Suffering from a rare genetic disorder, she had as many as 300 grand mal seizures a week, used a wheelchair, went into repeated cardiac arrest and could barely speak. As a last resort, her mother began calling medical marijuana shops.
Two years later, Charlotte is largely seizure-free and able to walk, talk and feed herself after taking oil infused with a special pot strain. Her recovery has inspired both a name for the strain of marijuana she takes that is bred not to make users high — Charlotte’s Web — and an influx of families with seizure-stricken children to Colorado from states that ban the drug.
“She can walk, talk; she ate chilli in the car,’’ her mother, Paige Figi, said as her dark-haired daughter strolled through a cavernous greenhouse full of marijuana plants that will later be broken down into their anti-seizure components and mixed with olive oil so patients can consume them. “So I’ll fight for whoever wants this.’’
Doctors warn there is no proof that Charlotte’s Web is effective, or even safe.
In the frenzy to find the drug, there have been reports of non-authorised suppliers offering bogus strains of Charlotte’s Web. In one case, a doctor said, parents were told they could replicate the strain by cooking marijuana in butter. Their child went into heavy seizures.
“We don’t have any peer-reviewed, published literature to support it,’’ Dr. Larry Wolk, the state health department’s chief medical officer, said of Charlotte’s Web.
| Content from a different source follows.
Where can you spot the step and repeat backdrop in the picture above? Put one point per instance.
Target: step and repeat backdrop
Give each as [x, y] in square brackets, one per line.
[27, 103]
Still, more than 100 families have relocated since Charlotte’s story first began spreading last summer, according to Mrs Figi and her husband and the five brothers who grow the drug and sell it at cost through a non-profit. The relocated families have formed a close-knit group in Colorado Springs, the law-and-order town where the dispensary selling the drug is located. They meet for lunch, support sessions and hikes.
“It’s the most hope lots of us have ever had,’’ said Holli Brown, whose 9-year-old daughter, Sydni, began speaking in sentences and laughing since moving to Colorado from Kansas City and taking the marijuana strain.
Amy Brooks-Kayal, vice president of the American Epilepsy Society, warned that a few miraculous stories may not mean anything — epileptic seizures come and go for no apparent reason.
Few dispensaries stock CBD-heavy weed that has the THC removed because the THC is what gets you high. CBD, or cannabidiol, lacks the psychoactive effects of smoking pot but retains many of the medicinal benefits, including its anti-seizure and anti-inflammatory effects.
Luckily enough, Paige Figi found Joel Stanley.
One of 11 siblings raised by a single mother and their grandmother in Oklahoma, Mr Stanley and four of his brothers had found themselves in the medical marijuana business after moving to Colorado. Almost as an experiment, they bred a low-THC, high-CBD plant after hearing it could fight tumours.